› Por Sandra Russo
Yo no sé si habrá sido el sonido de las cacerolas, los gritos destemplados, esa indisimulable urgencia de tanta gente por deshacerse del Gobierno mezclada con otra gente que simplemente no soporta al Gobierno, arengada por una oposición que se saca la pechera para ir a una “protesta ciudadana” a la que no quieren “contaminar” con política. Creo que no. Me parece que el impulso vino de antes, quizá del fallo de la Cámara en lo Civil y Comercial, casi obsceno en su caracterización de “prensa independiente”. Pero tampoco fue por eso que repentinamente me vinieron a la cabeza unas palabras que había escrito hace justo diez años, nada menos. Eran palabras simples: “Galletitas con manteca y miel”.

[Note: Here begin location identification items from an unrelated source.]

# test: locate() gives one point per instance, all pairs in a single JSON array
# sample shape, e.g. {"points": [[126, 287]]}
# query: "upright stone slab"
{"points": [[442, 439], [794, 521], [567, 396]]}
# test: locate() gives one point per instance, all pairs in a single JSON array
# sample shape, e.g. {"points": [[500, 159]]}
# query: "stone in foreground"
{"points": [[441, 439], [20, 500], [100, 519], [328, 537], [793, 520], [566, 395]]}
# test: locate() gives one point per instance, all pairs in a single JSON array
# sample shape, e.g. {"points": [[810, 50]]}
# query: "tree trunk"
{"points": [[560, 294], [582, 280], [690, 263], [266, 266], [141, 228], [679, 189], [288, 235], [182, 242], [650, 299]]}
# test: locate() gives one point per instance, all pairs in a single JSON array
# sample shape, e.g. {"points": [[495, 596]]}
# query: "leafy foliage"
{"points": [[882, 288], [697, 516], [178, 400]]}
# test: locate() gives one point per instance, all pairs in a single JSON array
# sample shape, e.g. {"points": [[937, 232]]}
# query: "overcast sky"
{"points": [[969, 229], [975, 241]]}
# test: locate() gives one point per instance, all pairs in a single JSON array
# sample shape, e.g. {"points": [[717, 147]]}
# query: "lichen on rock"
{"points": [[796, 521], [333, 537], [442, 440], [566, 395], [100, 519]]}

En realidad esas cinco palabras recortadas en un chispazo de memoria emocional se abrieron paso el sábado pasado, cuando recorrí los barrios inundados de La Plata, el día en que 15 mil voluntarios –militantes políticos, de organizaciones sociales, religiosas y no gubernamentales–, junto al Ejército y otras fuerzas de seguridad, inundaron a su vez esos barrios de solidaridad organizada. Fue un hecho inédito en muchas décadas y, en algunos matices, completamente nuevo. Fue ese sábado, caminando por el barrio del Gauchito Gil, creo, entrando a la casa de madera de una madre que había perdido un hijo dos semanas antes de la inundación. Era una mujer de unos sesenta años, que cebaba mate a los voluntarios y repartía mamaderas entre las tres o cuatro nenas que la rodeaban. Esa casa siempre se inundaba, aunque llovieran cuatro gotas. Cinco jóvenes esa tarde se la estaban techando y haciéndole aleros de chapa, para proteger las ventanas del agua. Fue cuando esa mujer desbordada por tanta desgracia se puso a mirar esos aleros en medio del griterío de las nenas y los voluntarios, y no llegó a sonreír, pero le vi en la cara un soplido de alivio. Probablemente ésa era la primera vez en su vida que alguien hacía algo por ella sin esperar más a cambio que ese, su propio alivio acatarrado, acongojado, mudo.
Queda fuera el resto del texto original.